For training, a dataset of model outputs and corresponding human preferences is used. Feedback in natural language is generated, and this feedback, along with model outputs, forms the chain of hindsight. The objective is to predict the input sequence autoregressively, using cross-entropy loss for optimization.


The authors use th following datasets: WebGPT comparisons (dataset of questions, model answers and metadata), Human Preference (human rated dialogues between humans and chatbots), Summarize from feedback (human feedback on model summaries).

They evaluate the models on the following tasks: few-shot learning, summarization, dialogue.


The researchers evaluated their Chain of Hindsight (CoH) model using both automated metrics (ROUGE scores) and human evaluation, and found that CoH significantly outperformed baseline models, including pretrained models, Supervised Fine-Tuning (SFT), and Reinforcement Learning from Human Feedback (RLHF).

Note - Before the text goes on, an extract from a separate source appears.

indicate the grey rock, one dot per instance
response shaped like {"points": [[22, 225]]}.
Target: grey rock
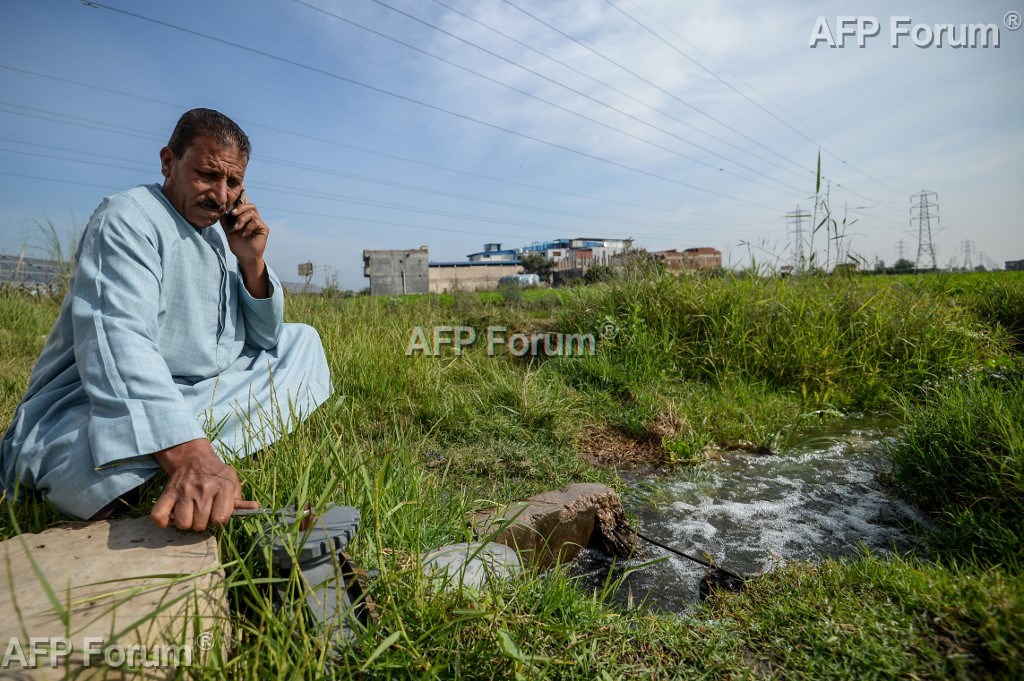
{"points": [[470, 564], [554, 526]]}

The authors used the TL;DR dataset for automated evaluation and found CoH performed significantly better. They also hired 75 proficient English speakers for a human evaluation where labelers chose between summaries generated by CoH and baselines. CoH was substantially preferred across multiple metrics, showing its effectiveness in learning from human feedback.

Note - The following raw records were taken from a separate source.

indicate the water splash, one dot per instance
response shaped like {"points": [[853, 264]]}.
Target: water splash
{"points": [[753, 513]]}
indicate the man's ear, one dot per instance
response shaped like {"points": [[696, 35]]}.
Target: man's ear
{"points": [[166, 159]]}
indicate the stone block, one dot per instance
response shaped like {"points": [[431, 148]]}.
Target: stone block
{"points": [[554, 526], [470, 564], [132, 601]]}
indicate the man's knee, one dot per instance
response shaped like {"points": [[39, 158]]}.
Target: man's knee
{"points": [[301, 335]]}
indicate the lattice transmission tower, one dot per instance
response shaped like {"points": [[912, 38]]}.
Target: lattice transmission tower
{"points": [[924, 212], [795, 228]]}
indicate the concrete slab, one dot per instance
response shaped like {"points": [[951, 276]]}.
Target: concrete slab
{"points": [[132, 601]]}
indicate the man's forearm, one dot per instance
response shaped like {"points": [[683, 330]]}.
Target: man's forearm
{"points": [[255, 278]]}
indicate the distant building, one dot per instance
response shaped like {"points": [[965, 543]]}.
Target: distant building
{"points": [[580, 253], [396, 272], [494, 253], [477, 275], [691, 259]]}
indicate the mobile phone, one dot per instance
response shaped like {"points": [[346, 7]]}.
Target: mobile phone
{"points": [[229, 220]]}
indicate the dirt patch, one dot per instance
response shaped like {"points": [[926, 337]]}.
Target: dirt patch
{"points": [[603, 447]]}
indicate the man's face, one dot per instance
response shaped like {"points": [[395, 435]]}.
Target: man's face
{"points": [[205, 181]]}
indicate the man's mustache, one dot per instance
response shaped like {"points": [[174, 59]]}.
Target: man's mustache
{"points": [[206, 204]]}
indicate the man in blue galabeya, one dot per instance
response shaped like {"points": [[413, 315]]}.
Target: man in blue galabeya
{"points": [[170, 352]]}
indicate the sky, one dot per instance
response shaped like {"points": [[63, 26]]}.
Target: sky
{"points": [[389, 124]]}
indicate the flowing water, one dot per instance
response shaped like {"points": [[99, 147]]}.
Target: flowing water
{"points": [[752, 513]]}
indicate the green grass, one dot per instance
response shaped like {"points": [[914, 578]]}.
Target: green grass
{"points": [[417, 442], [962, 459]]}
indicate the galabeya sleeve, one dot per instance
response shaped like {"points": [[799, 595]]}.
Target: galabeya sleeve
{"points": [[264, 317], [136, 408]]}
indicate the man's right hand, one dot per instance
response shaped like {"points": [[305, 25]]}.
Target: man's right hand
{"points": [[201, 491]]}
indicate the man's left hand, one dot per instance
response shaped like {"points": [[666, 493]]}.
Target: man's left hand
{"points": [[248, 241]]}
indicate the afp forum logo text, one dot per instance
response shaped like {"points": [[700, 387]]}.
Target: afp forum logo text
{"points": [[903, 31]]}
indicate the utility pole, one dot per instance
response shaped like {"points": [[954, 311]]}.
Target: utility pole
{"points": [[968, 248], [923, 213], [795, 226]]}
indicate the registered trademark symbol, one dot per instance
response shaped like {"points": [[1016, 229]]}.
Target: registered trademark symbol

  • The model’s ability to understand human preferences was further tested using dialogue datasets, where CoH was found to achieve the highest accuracy, outperforming all baselines and the second-best RLHF by a substantial margin.
  • The researchers also assessed the model’s performance by replacing model responses in dialogues with new generations from the model. Despite over 50% of the labelers showing neutrality between SFT and CoH, the CoH model was found to be more favored, demonstrating its robust performance in generating human-like responses.
  • They also tested their Chain of Hindsight (CoH) model and the Reinforcement Learning from Human Feedback (RLHF) model on a summary generation task. They provided three instructions for summary generation, each increasing in complexity. While RLHF performed well on the first instruction, it struggled to comprehend and execute the second and third. Conversely, the CoH model demonstrated a better understanding of the instructions and generated superior summaries for the more complex prompts.
  • The team also assessed the models on a variety of few-shot tasks commonly used in previous research. Surprisingly, they observed a performance decrease in models fine-tuned using Supervised Fine-Tuning (SFT) after alignment, potentially due to the well-known alignment tax issue in language models. This issue emphasizes the importance of human evaluation in assessing model performance. In contrast, their CoH model demonstrated modest improvements over both the pretrained and SFT models, suggesting that it’s less prone to the alignment tax issue.